Pandit Govind Mishra of Vrindavan in western Uttar Pradesh told Article 14 that  Hindu scriptures clearly state that it is a woman's duty “to provide eternal happiness to her husband”.


“There is no place for a term like 'rape' in a marriage,” Mishra said. “If the husband is working all day, earning money for the family, then how can a wife deny him pleasure?”


Asked about the wife’s consent, he said she is “equivalent to a vaishya (sex worker) when it comes to providing sexual pleasure” to the husband. “There is no place for denial here.”


Article 14 spoke to Supreme Court advocate and solicitor in England and Wales, Sanam Singh, about the government of India’s stand on the subject. “When the Indian government looks up to foreign countries like the UK, the US and Australia for developmental plans,” she said, “why is the same government reluctant to criminalise marital rape when these countries did so back in the nineties?”


Misogyny On Facebook And Instagram Too


The online misogyny prompted by Indian courts mulling the subject of marital rape was not limited to Twitter. On Facebook and Instagram too, users reacted with slurs and displays of toxic masculinity.


@MGTOWIndia, a Facebook page with more than 3,000 followers, posted several pieces portraying women as gold diggers. The posts also targeted men who the page claimed were trying to be ‘simps’—a social media colloquialism to refer to men who show a great deal of sympathy and attention to women.


One post showing a composite image of women photographed before and after wearing bridal make-up was captioned “fraud” by the page administrator.


On 24 December 2021, the page posted a picture with the caption ‘Follow @MGTOWIndia and save your house’. The picture depicted a woman as a hand grenade—once you remove the ring, the house turns to dust.

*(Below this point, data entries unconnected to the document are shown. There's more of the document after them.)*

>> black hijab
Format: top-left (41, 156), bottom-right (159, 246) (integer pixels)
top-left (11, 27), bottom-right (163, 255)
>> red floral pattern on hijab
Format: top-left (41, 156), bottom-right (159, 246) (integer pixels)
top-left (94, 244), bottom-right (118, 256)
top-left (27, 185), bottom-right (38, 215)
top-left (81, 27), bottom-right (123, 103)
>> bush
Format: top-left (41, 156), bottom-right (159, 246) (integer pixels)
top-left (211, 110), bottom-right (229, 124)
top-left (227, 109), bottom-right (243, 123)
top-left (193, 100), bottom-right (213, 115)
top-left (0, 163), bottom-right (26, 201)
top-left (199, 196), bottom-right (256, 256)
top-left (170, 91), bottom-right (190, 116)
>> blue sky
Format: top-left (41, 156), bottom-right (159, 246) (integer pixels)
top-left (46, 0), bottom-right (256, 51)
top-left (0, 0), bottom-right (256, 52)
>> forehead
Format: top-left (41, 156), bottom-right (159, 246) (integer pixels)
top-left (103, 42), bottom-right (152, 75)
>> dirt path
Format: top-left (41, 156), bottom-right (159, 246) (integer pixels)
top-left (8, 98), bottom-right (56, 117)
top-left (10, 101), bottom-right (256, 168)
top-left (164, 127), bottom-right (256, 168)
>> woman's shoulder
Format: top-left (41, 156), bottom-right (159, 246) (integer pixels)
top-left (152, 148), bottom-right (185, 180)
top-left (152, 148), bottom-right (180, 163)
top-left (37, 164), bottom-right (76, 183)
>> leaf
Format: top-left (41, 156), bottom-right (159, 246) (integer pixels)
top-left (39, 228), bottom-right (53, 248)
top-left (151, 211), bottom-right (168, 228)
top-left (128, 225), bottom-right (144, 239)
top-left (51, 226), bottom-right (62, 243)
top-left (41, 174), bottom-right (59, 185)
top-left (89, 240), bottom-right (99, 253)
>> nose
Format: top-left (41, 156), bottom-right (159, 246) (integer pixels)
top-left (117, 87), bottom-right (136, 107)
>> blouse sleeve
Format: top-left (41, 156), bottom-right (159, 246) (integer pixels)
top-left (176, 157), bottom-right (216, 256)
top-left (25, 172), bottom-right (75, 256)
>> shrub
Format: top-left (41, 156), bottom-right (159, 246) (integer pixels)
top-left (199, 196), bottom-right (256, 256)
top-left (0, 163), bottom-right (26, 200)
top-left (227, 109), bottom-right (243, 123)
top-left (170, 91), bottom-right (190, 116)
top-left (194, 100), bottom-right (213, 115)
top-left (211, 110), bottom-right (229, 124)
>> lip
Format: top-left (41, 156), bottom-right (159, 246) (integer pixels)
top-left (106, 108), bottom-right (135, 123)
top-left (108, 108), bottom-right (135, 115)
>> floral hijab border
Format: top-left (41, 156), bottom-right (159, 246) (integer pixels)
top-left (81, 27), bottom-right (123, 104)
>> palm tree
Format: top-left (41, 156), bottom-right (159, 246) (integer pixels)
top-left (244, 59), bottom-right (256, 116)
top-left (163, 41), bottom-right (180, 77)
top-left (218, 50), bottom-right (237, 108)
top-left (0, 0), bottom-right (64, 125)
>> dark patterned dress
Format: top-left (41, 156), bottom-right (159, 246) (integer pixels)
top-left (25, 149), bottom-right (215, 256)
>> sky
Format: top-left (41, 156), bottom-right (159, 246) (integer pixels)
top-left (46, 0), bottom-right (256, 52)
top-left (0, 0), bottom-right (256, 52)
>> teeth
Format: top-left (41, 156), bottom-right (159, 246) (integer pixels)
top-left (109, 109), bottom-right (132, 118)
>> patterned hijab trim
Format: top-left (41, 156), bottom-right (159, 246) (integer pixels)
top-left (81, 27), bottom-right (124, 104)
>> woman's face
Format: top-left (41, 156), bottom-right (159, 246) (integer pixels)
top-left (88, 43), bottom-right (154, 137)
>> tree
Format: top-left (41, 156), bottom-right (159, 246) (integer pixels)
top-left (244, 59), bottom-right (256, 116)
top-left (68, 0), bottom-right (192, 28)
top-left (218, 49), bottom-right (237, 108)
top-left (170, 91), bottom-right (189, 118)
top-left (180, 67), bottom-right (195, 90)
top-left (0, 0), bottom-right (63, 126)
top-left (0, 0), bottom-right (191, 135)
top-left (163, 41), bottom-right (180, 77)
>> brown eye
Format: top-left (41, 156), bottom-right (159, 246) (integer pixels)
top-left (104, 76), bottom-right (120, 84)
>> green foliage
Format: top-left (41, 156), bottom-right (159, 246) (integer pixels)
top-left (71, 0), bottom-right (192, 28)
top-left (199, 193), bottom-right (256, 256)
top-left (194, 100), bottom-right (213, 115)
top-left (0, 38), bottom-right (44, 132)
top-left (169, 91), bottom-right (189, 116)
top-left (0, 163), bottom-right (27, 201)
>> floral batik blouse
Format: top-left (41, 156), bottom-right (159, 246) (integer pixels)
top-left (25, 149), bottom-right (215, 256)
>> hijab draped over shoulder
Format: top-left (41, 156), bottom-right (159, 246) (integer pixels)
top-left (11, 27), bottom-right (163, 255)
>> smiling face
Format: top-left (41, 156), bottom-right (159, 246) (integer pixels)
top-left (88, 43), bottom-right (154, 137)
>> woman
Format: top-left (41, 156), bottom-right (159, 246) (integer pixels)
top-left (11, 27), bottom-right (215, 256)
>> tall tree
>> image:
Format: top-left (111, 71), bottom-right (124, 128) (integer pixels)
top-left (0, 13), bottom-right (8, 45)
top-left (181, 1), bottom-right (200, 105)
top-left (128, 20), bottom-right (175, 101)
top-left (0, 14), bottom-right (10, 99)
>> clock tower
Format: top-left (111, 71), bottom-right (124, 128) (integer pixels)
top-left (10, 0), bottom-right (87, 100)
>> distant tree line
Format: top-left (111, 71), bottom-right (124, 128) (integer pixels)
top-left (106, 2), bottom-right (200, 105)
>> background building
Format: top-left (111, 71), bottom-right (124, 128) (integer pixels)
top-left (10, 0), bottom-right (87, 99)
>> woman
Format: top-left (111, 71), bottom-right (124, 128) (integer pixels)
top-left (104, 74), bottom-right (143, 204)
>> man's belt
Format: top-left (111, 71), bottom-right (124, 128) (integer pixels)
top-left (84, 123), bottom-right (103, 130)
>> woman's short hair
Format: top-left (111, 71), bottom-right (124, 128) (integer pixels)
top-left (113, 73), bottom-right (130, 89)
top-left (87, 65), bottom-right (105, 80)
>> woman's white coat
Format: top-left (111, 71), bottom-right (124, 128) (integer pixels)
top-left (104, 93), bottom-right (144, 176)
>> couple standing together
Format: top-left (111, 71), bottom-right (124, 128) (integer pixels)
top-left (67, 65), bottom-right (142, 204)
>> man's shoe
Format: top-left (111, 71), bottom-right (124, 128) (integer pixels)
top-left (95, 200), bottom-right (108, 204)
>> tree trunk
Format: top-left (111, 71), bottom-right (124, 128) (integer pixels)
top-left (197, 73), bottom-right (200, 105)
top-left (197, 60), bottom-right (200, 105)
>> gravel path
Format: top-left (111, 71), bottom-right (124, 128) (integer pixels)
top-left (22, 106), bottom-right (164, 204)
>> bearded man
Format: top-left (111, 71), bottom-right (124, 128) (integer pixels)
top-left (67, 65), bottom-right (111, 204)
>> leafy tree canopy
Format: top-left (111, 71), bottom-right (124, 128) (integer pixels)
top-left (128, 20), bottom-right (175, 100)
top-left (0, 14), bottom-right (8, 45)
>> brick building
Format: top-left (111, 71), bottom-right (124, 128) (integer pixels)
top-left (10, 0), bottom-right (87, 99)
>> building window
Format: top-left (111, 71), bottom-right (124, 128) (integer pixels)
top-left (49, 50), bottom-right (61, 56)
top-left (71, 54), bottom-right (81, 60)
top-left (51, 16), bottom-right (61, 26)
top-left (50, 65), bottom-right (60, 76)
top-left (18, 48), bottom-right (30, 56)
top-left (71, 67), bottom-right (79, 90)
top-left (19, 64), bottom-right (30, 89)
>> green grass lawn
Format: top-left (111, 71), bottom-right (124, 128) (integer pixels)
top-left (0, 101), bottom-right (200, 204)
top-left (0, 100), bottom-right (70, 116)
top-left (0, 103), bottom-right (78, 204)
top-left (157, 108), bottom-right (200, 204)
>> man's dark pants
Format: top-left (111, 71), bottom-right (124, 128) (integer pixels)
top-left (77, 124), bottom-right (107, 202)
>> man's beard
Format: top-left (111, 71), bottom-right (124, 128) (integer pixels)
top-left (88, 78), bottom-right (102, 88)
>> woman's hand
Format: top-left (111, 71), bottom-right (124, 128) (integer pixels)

In another post on 23 March, the page outraged against women enjoying the right to live in their parents-in-law’s home under the Protection of Women From Domestic Violence Act, 2005.


Another Facebook page, @NCMIndiaa, Council For Men Affairs, has 4.9 stars on its profile with the designation ‘marriage counselor’, that has earlier posted about women seeking dowry, has also targetted the Aam Aadmi Party for its chief ministers in Delhi and Punjab seeking financial assistance from the union government.


(Samriddhi Sakunia is an independent journalist based in New Delhi.)